PRACTICES TO PROTECT WATER QUALITY AND CONSERVE SOIL AND WATER RESOURCES IN AGRONOMIC AND HORTICULTURAL SYSTEMS IN THE NORTH CENTRAL US
Location: Soil and Water Management Research
Title: Relationship of land uses with occurrence of contaminants of emerging concern in streams of southeastern Minnesota
Submitted to: SETAC Conference
Publication Type: Abstract Only
Publication Acceptance Date: July 24, 2012
Publication Date: November 11, 2012
Citation: Fairbairn, D., Kaufenberg Spande, E., Rice, P.J., Arnold, W., Novak, P., Koskinen, W.C., Barber, B., Swackhamer, D. 2012. Relationship of land uses with occurrence of contaminants of emerging concern in streams of southeastern Minnesota. SETAC North America 33rd Annual Meeting, November 11-15, 2012, Long Beach, California. Available: http://longbeach.setac.org/sites/default/files/SETAC-abstract-book-2012.pdf.

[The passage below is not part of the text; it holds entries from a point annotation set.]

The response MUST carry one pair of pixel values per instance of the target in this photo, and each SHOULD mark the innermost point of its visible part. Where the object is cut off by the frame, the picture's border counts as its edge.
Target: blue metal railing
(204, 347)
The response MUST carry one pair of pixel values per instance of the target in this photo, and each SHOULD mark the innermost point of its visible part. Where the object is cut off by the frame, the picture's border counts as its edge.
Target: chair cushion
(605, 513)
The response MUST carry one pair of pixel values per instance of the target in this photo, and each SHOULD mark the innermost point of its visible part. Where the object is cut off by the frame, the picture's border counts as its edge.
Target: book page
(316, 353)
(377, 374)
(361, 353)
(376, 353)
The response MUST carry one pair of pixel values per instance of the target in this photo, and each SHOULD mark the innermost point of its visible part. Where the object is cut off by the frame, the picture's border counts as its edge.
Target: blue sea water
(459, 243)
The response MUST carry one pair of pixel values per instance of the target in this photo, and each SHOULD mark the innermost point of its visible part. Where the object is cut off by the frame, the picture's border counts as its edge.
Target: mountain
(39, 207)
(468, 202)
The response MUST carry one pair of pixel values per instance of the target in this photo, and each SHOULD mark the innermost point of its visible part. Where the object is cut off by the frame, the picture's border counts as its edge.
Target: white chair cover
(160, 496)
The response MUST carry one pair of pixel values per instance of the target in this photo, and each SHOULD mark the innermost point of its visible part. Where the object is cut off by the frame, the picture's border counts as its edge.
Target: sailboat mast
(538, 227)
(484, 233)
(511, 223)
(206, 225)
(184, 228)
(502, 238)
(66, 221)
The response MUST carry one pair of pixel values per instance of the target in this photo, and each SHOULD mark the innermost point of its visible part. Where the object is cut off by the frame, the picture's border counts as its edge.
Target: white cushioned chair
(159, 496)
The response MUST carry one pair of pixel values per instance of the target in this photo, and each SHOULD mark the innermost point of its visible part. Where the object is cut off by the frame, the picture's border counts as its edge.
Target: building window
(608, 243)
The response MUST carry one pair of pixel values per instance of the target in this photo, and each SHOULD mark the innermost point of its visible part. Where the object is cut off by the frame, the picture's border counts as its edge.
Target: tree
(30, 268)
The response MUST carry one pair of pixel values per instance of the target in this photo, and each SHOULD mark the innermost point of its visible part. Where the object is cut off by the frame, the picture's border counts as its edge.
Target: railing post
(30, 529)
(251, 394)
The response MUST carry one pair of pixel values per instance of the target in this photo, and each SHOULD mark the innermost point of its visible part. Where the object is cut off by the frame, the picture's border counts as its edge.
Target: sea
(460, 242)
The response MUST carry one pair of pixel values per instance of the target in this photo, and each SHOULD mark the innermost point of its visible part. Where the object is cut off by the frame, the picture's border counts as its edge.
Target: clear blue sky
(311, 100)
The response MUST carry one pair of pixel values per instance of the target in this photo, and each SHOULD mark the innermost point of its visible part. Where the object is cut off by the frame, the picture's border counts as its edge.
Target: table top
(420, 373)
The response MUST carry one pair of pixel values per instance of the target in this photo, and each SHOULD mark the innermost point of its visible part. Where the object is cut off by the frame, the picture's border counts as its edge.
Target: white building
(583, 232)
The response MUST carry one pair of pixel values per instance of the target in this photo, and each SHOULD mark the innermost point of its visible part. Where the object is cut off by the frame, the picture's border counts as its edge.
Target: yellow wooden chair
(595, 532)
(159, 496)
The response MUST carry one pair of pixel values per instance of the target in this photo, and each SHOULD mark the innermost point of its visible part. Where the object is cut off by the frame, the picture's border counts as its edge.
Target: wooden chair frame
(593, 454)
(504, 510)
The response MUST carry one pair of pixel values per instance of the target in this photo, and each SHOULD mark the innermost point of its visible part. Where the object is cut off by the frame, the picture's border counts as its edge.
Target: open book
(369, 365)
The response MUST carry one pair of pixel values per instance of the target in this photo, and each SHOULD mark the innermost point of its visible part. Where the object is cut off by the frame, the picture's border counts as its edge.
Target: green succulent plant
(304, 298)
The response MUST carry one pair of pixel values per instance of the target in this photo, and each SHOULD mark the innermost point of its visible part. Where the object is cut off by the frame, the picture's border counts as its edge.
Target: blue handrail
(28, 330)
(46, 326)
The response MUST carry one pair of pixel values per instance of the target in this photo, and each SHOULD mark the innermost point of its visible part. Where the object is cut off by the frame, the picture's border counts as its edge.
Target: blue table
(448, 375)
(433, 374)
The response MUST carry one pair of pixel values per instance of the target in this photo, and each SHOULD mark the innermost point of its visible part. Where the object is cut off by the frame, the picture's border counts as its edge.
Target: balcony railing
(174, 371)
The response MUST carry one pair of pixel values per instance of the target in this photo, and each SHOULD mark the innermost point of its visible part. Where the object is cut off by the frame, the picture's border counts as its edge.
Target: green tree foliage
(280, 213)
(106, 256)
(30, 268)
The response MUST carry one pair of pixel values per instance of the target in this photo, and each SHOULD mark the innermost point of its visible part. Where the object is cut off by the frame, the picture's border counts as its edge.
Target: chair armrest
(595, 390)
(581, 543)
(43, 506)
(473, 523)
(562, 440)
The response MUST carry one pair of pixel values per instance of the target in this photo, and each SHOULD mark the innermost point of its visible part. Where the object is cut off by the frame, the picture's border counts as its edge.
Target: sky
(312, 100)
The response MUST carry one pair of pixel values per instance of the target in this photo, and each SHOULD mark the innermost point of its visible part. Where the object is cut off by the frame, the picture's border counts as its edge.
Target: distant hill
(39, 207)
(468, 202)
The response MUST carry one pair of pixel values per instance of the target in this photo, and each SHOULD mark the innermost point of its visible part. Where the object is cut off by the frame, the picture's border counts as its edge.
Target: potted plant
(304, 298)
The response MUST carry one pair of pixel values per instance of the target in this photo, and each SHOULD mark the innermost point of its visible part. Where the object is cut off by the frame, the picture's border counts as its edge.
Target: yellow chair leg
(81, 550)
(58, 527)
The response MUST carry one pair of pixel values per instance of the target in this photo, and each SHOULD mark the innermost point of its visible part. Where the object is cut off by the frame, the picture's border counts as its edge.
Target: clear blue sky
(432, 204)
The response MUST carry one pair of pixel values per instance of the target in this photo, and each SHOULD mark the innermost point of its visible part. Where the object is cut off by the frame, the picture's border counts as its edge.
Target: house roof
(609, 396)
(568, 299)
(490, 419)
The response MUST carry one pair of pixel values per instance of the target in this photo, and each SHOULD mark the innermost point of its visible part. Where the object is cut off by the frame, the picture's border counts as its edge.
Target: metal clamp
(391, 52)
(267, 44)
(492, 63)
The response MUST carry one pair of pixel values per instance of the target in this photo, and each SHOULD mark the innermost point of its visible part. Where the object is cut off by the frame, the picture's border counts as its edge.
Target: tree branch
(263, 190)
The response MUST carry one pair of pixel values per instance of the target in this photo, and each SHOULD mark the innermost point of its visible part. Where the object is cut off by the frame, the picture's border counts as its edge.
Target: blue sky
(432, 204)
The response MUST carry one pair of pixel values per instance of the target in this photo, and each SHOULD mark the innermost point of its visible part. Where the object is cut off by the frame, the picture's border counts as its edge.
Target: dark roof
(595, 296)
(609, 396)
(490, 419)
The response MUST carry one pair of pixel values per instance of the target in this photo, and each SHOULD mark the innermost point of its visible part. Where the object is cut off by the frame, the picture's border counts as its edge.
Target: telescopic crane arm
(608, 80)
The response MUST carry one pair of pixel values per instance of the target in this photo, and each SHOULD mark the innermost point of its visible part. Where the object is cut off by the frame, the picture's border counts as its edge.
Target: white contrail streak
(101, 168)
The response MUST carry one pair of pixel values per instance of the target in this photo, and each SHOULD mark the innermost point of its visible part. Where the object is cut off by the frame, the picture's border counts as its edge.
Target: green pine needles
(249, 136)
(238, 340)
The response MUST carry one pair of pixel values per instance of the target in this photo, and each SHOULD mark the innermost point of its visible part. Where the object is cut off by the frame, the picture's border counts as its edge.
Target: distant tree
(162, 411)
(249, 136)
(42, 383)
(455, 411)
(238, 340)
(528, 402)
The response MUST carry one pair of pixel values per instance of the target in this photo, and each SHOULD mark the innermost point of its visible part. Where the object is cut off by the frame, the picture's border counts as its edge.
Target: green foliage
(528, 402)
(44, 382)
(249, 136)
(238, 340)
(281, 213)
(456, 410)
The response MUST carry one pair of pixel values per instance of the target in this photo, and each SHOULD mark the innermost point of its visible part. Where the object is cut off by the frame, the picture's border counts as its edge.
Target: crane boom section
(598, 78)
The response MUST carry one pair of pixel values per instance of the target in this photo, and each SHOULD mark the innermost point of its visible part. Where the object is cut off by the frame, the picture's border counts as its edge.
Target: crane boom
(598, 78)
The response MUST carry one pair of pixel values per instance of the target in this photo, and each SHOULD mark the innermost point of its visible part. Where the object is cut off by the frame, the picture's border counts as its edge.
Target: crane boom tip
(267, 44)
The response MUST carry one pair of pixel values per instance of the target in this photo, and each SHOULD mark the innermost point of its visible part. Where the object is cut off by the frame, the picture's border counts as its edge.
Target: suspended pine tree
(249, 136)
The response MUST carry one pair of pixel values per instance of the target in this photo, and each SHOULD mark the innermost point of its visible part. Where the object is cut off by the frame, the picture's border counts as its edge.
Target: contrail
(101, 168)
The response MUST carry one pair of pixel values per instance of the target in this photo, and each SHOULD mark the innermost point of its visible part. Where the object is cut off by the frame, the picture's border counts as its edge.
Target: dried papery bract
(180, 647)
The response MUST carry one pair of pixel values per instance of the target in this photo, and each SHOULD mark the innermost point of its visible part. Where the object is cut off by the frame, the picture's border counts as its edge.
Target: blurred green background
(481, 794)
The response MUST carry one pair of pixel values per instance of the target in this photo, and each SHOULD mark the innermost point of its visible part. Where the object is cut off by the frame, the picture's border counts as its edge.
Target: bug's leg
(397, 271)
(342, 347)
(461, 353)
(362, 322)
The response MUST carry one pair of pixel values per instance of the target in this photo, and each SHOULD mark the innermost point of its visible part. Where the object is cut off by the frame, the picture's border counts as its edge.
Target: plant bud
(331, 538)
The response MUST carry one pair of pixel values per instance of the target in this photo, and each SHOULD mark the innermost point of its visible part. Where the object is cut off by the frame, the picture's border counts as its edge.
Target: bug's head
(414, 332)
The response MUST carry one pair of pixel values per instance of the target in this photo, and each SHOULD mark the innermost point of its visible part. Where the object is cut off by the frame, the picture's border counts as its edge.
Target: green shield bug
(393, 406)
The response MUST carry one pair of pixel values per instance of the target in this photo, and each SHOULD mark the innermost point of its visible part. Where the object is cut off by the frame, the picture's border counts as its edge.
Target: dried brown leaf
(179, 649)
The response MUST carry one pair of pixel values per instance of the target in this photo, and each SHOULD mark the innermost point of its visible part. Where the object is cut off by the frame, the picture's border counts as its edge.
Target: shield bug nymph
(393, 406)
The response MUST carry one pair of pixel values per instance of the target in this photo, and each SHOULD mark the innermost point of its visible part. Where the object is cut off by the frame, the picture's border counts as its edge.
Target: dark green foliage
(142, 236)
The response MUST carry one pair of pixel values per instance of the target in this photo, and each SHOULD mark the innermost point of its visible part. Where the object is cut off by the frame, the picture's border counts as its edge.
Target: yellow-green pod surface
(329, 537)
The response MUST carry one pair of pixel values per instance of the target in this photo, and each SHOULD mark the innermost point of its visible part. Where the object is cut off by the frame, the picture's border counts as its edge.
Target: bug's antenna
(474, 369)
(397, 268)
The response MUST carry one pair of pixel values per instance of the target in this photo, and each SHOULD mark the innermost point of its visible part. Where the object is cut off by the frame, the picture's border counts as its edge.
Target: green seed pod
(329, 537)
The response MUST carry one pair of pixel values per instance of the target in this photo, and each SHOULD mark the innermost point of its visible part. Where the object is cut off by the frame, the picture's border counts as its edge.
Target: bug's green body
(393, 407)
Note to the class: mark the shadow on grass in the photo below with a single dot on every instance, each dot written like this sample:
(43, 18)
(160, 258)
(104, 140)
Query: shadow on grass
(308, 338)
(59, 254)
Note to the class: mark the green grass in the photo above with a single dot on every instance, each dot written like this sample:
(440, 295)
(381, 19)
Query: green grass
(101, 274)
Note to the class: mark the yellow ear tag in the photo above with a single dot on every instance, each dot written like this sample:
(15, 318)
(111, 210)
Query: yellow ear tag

Endocrine disrupting compounds (EDC), pharmaceuticals, and other contaminants of emerging concern (CEC) have been detected in surface waters, including compounds suspected or known to cause adverse human or ecological effects. Goals of the project are to (1) characterize CEC profiles and land uses associated with sub-watersheds in the study area and (2) identify CEC-land use “fingerprints” (unique profiles of chemical markers) to indicate the influence of a given land use on water quality. Our approach includes collecting water (grab and time-composited), passive organic contaminant integrative sampler (POCIS), and sediment samples, ten weeks per year for two years, at four sites near Rochester, MN. Sample extracts (solvent and/or solid phase) are analyzed using liquid chromatography tandem-mass spectrometry for thirty CECs including pesticides, natural and synthetic hormones, household and industrial chemicals, pharmaceuticals and personal care products, veterinary medications, and phytoestrogens. Land use analysis (McGhie Betts, Inc), water chemistry, and flow data accompany the CEC data. CEC concentration profiles are analyzed in light of land use variations amongst subwatersheds, seasonal conditions, precipitation patterns and other hydrologic factors. Sampling began in 2011 and the project will be completed in June 2013. Anticipated results will provide tools to identify sources of surface water contaminants in Minnesota and other locations, providing insight for targeting the most effective mitigation approaches.